In the bull market of 1961, Icahn made $50,000—and then lost it in a week. “I have never played the market since,” he says. Instead, he got into the new field of options trading, which eventually led him into the takeover game. Since founding Icahn & Co. in 1968, he has made at least $100 million from more than a dozen deals.

Pickens, too, showed an early enterprising streak. Growing up in Holdenville, Okla., he was the baron of a large newspaper route. Though eager for more streets, Pickens was so relentlessly efficient (“100 papers in 45 minutes, using both hands”) that he agreed to take on additional routes only if they were adjacent to his. One of the streets he acquired, he remembers, was named “Gulf.”

Pickens had a geography teacher—she happened to be his aunt—who refused to give him an A no matter how well he did. “She said I wasn’t working up to my potential,” Pickens recalls. That criticism haunted him through high school, a stint as a pre-veterinary student and his sophomore year at Oklahoma State—until his father, a lawyer who worked as a land negotiator for Phillips Petroleum, told him to “get into petroleum engineering or geology or get out of school.” After graduation and four years at Phillips (which he thought was ineptly managed), Pickens Jr. struck out on his own. He did well-sites work—drilling and buying wells—wheeling from deal to deal in the ’55 Ford station wagon that was his principal asset until two backers came up with $2,500 in cash and $100,000 in credit, which allowed him to start the series of investor drilling groups that became Mesa.

Pickens and his second wife, Beatrice, 53 (he has four children by a first marriage, which ended in 1971), divide their time between a place in Palm Springs, Calif., a 14,000-acre ranch and a one-story house in Amarillo, and a 6,500-acre cattle ranch in Oklahoma, not to mention the New York hotels where Pickens sets up his command posts. When Bea goes along on business, she lends an informed and keenly interested ear. Says Pickens, “Bea’s the kind of person where you can blow up a ball, throw it in the air and tell her what game it is, and she starts playing.” Adds Bea of their 13-year marriage, “I live under a lucky star.”

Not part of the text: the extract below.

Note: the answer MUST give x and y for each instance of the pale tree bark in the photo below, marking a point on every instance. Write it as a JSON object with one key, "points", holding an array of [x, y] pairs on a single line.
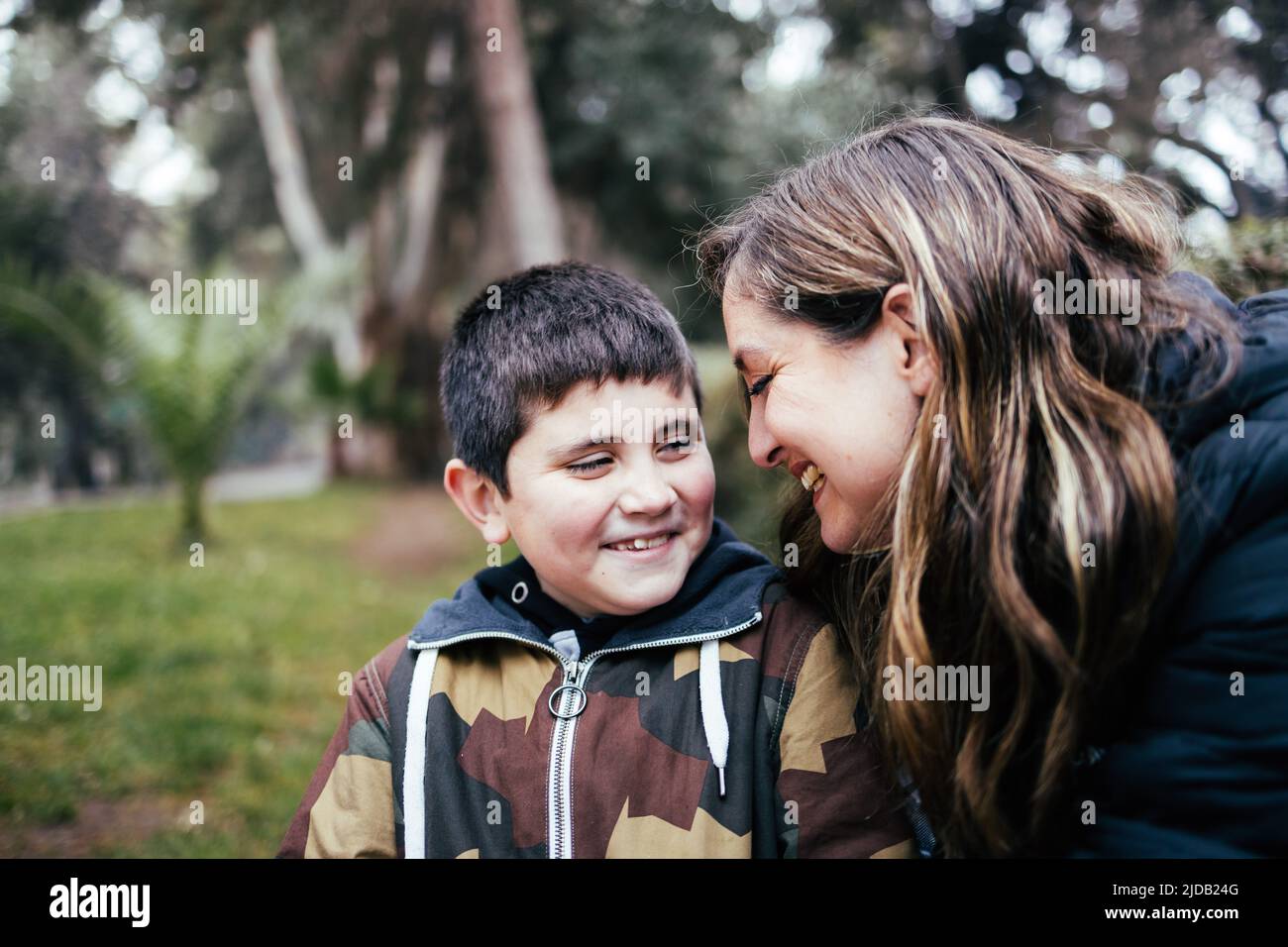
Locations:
{"points": [[282, 144], [516, 147]]}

In their 20-room, French-style, Westchester chateau, Carl and Liba Icahn live casually and privately. To avoid peeping neighbors, they bought the two adjacent clapboard houses. They have been married since 1979, the first for each. A dedicated suburbanite, Icahn loves to bash tennis balls on his sunken court and swim laps in his backyard pool. The problem is that he rarely bashes or swims. “He always promises that sometime he’ll have as much time for me as I want,” says Liba, 36. “At any rate, I want him to be happy and to feel fulfilled. Maybe he’ll really slow down someday.”

It won’t be soon. If Icahn actually succeeds in taking over TWA, says one industry analyst, he’ll have to “brace up for one hell of a honeymoon.” Just one problem facing the troubled airline: negotiations with mechanics’ and flight attendants’ unions, from whom TWA wants wage concessions.

Some observers say the tide may be turning against takeover artists like Icahn and Pickens. The controversial Delaware court ruling sets a daunting precedent. Companies are scrambling to find other new anti-takeover defenses, and bills have been introduced in Congress to curtail hostile raids.

But the giants of raiding may come up with new trick plays of their own. “There’s no doubt the game has changed,” Pickens admits. “We’re resting now, working 12 hours a day instead of 18. But we’re thinking about a lot of things. If you have a deal that makes sense, there’s no trick to getting the money together. It may not be mergers and acquisitions. It may be something else.” That alone ought to keep the corporate counterplotters brainstorming a while longer.